Anxiety is the most prevalent mental health problem in the United States, affecting one in five people at any given time, according to the National Alliance on Mental Illness. For these millions (billions if you take the statistic global), the experience of clinical anxiety can range from a perpetual feeling of worry and discomfort, to a full-blown panic attack.
It’s always miserable. It’s often unexpected. And — while it might not feel this way in the moment — anxiety is controllable and ultimately treatable. The key is recognizing its severity, then taking steps toward calm and healing, including:
- Professional care (cognitive behavioral therapy),
- Slow, gradual exposure to specific fears,
- And daily self-care.
Here’s the thing about self care and stress management. You’re going to feel like you’ve heard all the tricks. The thing is . . . they work. So — before you get too wrapped up — let’s explore 20 time-tested, research-backed tips for managing ongoing anxiety. Who knows, one of these might help you see the light at the end of the tunnel!
THE BIG 5
1. Limit alcohol, nicotine and caffeine.
Caffeine may seem benign, but it’s actually a powerful psychoactive compound that aggravates anxiety and can even trigger panic attacks. It might give you a boost in the moment, but self-medicating with caffeine or alcohol is like using a whip to make a tired horse run. Eventually the horse will collapse. Drink water instead!
2. Eat balanced meals.
Eating full, balanced meals, and snacking in between, is a great way to protect yourself from the blood sugar rollercoaster.
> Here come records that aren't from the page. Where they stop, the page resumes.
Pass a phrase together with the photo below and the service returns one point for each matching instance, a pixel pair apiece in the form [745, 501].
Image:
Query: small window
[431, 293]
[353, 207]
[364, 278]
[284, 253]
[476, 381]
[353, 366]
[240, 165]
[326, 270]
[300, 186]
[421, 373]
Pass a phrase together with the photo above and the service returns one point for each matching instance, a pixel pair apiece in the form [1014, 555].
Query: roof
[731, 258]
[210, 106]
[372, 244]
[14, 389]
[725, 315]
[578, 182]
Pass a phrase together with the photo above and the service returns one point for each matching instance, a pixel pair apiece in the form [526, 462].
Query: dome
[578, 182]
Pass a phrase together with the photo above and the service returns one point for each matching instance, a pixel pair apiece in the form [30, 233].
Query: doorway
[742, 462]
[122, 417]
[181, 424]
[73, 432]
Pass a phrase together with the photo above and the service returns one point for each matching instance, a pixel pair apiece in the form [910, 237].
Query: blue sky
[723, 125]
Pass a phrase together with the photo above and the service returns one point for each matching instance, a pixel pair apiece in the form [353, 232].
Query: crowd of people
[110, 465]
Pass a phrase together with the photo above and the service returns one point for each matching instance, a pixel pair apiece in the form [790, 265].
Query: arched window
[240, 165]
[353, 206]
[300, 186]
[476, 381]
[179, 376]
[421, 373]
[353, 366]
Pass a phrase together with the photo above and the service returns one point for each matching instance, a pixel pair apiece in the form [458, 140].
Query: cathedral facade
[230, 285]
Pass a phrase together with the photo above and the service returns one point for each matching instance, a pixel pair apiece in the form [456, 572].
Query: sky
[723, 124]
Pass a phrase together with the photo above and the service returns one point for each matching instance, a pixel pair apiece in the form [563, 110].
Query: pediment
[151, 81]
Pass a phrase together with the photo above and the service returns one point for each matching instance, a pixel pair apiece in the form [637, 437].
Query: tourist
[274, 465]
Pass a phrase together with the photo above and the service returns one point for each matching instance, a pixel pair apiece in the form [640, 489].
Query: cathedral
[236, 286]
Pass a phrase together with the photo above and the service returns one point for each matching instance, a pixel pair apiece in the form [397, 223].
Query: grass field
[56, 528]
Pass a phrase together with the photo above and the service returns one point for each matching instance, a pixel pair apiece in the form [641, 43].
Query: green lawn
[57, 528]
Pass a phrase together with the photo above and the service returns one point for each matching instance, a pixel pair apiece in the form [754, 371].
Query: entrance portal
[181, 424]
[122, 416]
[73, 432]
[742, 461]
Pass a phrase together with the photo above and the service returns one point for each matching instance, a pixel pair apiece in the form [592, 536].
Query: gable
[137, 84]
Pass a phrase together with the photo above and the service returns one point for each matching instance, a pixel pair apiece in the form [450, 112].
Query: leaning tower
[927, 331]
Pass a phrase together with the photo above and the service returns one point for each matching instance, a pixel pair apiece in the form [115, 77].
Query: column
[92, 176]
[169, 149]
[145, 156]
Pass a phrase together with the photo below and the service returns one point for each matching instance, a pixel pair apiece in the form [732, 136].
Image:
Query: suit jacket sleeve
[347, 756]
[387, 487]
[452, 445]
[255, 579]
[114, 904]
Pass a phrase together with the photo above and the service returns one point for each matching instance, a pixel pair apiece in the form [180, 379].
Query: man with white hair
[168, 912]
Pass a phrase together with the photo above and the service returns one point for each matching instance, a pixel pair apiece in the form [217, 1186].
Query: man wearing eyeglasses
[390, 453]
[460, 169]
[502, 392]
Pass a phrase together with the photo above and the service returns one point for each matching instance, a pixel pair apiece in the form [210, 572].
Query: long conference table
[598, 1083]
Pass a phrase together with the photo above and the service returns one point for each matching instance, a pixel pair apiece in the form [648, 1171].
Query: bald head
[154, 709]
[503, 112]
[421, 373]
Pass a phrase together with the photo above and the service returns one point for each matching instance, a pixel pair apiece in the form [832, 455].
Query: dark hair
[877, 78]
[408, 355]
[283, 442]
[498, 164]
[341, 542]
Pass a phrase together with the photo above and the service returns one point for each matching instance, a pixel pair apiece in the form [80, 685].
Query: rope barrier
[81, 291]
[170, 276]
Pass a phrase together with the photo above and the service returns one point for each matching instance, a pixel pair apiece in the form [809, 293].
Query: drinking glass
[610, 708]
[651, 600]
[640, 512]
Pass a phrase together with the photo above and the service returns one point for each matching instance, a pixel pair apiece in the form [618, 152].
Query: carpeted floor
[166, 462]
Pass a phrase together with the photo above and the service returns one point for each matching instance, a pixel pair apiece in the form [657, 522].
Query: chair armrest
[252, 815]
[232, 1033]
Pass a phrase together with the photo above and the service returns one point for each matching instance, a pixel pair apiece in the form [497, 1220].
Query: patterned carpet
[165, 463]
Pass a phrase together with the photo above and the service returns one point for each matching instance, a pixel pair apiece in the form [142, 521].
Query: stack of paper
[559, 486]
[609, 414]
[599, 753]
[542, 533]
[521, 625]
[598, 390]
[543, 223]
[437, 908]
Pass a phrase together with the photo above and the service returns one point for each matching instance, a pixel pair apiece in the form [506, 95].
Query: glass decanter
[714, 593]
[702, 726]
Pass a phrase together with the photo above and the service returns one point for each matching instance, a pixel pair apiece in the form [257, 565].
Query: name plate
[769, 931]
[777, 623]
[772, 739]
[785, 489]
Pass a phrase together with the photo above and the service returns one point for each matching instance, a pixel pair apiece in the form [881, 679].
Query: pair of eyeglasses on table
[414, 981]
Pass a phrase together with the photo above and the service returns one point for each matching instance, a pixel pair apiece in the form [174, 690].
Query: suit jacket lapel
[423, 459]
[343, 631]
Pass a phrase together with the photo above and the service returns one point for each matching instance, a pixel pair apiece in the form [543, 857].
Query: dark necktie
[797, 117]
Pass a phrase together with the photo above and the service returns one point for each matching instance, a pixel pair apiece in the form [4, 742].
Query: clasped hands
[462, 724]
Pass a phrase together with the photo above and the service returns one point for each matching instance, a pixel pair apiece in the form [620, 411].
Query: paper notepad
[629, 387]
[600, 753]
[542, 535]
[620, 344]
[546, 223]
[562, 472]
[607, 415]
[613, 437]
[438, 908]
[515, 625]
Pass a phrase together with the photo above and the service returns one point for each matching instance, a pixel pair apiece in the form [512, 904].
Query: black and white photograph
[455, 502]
Feeling hangry? Reaching for quick carbs like chips or a muffin can actually trigger blood sugar imbalance and anxiety. On the reverse, switching to a low sugar diet can drastically lower anxiety in a matter of weeks.
3. Get enough sleep.
I mean, who’s surprised? Some form of sleep disruption is present in nearly all psychiatric disorders, and a “debt” at one end often triggers an imbalance at the other. If you can’t get a full eight hours of sleep due to anxiety, try integrating a few of these techniques into your nighttime routine:
- Write in a journal — get it all out on paper.
- Change locations — get out of bed and try the couch.
- Find routine — follow a boring, 30-minute, pre-sleep routine.
- Try white noise — mentally distract (in a good way).
4. Exercise daily. (Bonus: You’ll sleep better.)
While weight training is one of the best things you can do to keep your body healthy and strong, exercising daily to curb anxiety can be as simple as going for a long walk in the evening or taking a yoga class. Whatever you do, make it a regular thing!
5. Find your community.
It’s so easy to feel like you’re alone in the middle of anxiety. That’s just not true! Looking for solidarity? Join a support group on Facebook (there are plenty to choose from), be vulnerable with family and friends and connect with a counselor who can help you. This support is right at your fingertips.
15 IN-THE-MOMENT REMEDIES TO SAVE FOR LATER
1. Schedule planned breaks throughout your day. Reassess. Reevaluate. And start fresh.
2. Breathe easy. Practice conscious breathing for one minute or more before big moments like an exam or a presentation at work.
3. Call to mind moments when your worries proved false. Just because you dread a particular outcome, does not make it more likely to occur. Make note of this.
4. Interrupt anxious thinking with music. Listening to something fun or calming can redirect your attention to something positive.
5. Identify if your worry is solvable. Is this within your control? Is it out of your control?
6. Reduce over-activity. Make a list of everything on your plate. What can you remove in order to restore balance?
7. Schedule enjoyable activities regularly. Make time for massages, warm baths and hikes in nature.
8. Practice imperfection. Sweep the floor and leave a spot dusty, mess up a numbered list, then move on. This will help you relax by removing your focus from unnecessary details and putting it back on what matters. You handled something!
9. Employ logic. Challenge yourself to think of a less catastrophic, more realistic end to the situation.
10. List your goals. Is fear and avoidance interfering with your dreams? Take this to heart.
11. Try tightening and releasing different muscle groups. Release tension where you find it.
12. Practice shifting your awareness internally and externally. Become more aware of the environment around your body.
13. Worry only once. Use a worry diary to address specific concerns, and when they come up again, remind yourself that you’ve already worried. It’s done.
14. Close your eyes and practice mindfulness in your body. What do you hear? Smell? Feel?
15. Laugh and have fun. Pull up a compilation of funny YouTube videos and enjoy yourself! Laughter is the best medicine.